Perry insists subsidies for our nation’s polluters are needed to help keep our power grid safe from extreme weather and terrorists. The Federal Energy Regulatory Commission could vote by Dec. 11 on the proposed rule.
Perry’s push to prod the commission to approve the so-called Grid Resiliency Pricing Rule appears to be written to benefit Murray Energy. The climate-change-denying CEO, Robert Murray, and Murray Energy employees donated more than $115,000 to Perry’s failed 2012 presidential campaign, his second largest corporate donor, and donated more than $300,000 last year to the Trump campaign.
Less than 25% of the nation’s coal and nuclear plants would qualify for the increased rates in the Energy Department proposal. Only four out of dozens of electricity markets in our country would be affected.
Wholesale competitive electric markets were created under former President George H.W. Bush to foster competition. The average retail price per kilowatt of electricity, adjusted for inflation, has dropped from 16 cents, including taxes, in 1992 to about 10 cents in 2016.
“Wholesale competition worked as intended, driving inefficient, high-cost generation out of the market,” said consultant Alison Silverstein.
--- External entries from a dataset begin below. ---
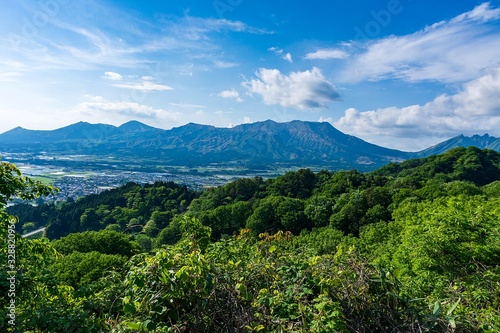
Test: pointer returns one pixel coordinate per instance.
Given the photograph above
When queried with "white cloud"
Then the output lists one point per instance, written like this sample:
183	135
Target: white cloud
448	51
128	109
113	76
187	106
281	53
225	64
475	109
326	54
143	86
231	94
303	90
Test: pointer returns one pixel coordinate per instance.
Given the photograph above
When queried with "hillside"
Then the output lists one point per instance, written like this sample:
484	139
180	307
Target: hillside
482	142
411	247
261	143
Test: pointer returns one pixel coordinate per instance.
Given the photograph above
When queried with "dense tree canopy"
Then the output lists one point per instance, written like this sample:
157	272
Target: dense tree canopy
411	247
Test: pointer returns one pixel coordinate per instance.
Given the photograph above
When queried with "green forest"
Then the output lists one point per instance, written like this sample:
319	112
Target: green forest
410	247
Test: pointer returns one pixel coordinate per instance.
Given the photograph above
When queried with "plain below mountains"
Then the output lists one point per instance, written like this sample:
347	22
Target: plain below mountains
260	144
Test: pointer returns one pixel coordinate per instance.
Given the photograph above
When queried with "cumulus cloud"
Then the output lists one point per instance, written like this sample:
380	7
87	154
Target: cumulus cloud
146	85
474	109
325	54
225	64
286	56
447	51
231	94
303	90
113	76
100	107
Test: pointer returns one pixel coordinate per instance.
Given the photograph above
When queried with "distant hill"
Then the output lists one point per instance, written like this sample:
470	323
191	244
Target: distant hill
295	143
482	142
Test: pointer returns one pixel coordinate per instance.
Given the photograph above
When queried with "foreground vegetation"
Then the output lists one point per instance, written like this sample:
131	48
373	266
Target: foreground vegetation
411	247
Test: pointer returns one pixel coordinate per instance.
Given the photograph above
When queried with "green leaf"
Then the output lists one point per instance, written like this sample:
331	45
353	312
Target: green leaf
453	307
437	309
132	325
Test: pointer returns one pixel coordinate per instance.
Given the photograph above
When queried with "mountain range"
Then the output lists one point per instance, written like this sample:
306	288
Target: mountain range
295	143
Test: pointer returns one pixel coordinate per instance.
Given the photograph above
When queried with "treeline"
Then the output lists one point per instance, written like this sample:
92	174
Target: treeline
411	247
126	208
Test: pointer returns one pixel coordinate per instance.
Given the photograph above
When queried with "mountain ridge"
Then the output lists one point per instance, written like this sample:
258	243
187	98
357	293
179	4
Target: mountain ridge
300	143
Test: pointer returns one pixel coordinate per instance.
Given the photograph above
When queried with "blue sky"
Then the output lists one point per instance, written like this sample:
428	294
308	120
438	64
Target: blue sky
404	74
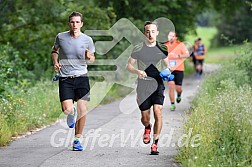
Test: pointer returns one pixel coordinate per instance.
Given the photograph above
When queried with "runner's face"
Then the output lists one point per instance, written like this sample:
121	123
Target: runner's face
151	32
172	36
75	24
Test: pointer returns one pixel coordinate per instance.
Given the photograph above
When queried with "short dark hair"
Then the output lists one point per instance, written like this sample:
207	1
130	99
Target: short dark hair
150	22
73	14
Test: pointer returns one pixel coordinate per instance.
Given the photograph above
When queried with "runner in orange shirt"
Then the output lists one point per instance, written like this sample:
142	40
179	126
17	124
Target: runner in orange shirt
177	52
200	51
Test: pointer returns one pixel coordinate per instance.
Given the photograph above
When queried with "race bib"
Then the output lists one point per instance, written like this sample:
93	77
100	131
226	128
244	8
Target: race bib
172	63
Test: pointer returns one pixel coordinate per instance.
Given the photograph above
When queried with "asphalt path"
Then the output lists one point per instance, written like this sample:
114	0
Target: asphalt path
111	137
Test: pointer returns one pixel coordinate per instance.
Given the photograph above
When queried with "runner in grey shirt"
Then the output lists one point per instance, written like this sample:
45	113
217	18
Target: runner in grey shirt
70	53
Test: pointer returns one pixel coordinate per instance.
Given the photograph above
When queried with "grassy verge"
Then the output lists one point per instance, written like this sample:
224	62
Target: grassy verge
221	114
28	110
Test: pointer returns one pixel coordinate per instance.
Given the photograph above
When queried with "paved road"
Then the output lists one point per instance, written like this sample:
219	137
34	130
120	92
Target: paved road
111	138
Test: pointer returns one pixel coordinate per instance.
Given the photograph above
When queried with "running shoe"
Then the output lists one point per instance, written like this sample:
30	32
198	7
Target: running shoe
154	149
172	107
178	99
77	146
71	119
146	136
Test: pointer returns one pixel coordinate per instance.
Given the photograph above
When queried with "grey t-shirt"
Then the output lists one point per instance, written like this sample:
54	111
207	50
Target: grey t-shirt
72	53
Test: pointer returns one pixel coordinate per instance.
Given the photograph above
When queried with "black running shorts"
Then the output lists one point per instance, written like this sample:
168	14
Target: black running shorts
74	88
178	77
147	96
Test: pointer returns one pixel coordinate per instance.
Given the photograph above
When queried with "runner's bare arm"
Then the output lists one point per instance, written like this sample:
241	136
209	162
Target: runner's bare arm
55	55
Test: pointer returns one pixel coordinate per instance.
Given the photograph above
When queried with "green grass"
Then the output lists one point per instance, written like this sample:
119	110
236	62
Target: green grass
221	115
222	55
28	110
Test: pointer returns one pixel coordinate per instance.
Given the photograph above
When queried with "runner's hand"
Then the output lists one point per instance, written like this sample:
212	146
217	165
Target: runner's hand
57	67
141	74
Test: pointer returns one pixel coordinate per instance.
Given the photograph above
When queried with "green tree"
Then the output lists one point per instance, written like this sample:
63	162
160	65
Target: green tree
31	26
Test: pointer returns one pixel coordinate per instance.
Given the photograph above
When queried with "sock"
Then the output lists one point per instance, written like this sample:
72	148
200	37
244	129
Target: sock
76	138
197	71
148	127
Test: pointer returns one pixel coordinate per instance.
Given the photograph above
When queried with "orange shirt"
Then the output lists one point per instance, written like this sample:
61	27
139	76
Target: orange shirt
175	49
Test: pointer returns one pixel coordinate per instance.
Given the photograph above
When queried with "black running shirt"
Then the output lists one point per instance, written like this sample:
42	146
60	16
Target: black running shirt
149	59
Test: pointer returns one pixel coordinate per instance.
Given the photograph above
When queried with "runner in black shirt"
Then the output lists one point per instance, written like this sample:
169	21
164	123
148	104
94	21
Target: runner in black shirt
150	88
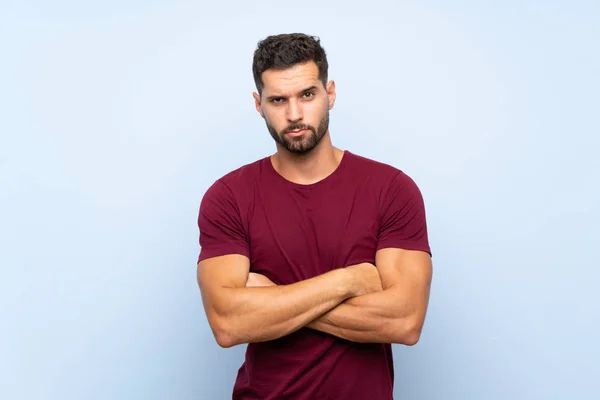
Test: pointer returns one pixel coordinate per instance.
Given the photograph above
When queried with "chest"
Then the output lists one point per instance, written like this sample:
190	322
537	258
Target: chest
298	234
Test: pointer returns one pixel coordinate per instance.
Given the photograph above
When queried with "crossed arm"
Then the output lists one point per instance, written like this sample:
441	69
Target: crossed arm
361	303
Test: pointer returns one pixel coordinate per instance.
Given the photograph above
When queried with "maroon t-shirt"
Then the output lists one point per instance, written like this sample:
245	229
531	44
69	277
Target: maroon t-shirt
292	232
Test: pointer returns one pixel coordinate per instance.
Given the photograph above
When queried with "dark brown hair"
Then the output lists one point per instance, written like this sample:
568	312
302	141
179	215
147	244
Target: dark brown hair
286	50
Perry is fudging facts to try to justify raising rates. Perry says his plan would protect the grid from power outages caused by coal and nuclear power plants that close because they can’t compete with cheaper, cleaner wind and solar energy and natural gas.
But only 0.0007%, or 2,815 hours, of 3.4 billion customer-hours of major electricity disruptions from 2012 to 2016 was due to fuel supply problems. Severe weather caused many outages.
Silverstein helped write a report for Perry that said regulation isn’t a huge factor in closing coal and nuclear plants. Perry’s Energy Department rejiggered her report to bolster the case for help for Perry’s former campaign donors.
“Perry and his team are doing all the right things for the cause, and if it works, great!” Silverstein said. “If it doesn’t work, it’s someone else’s fault. I think that’s the raw political answer.”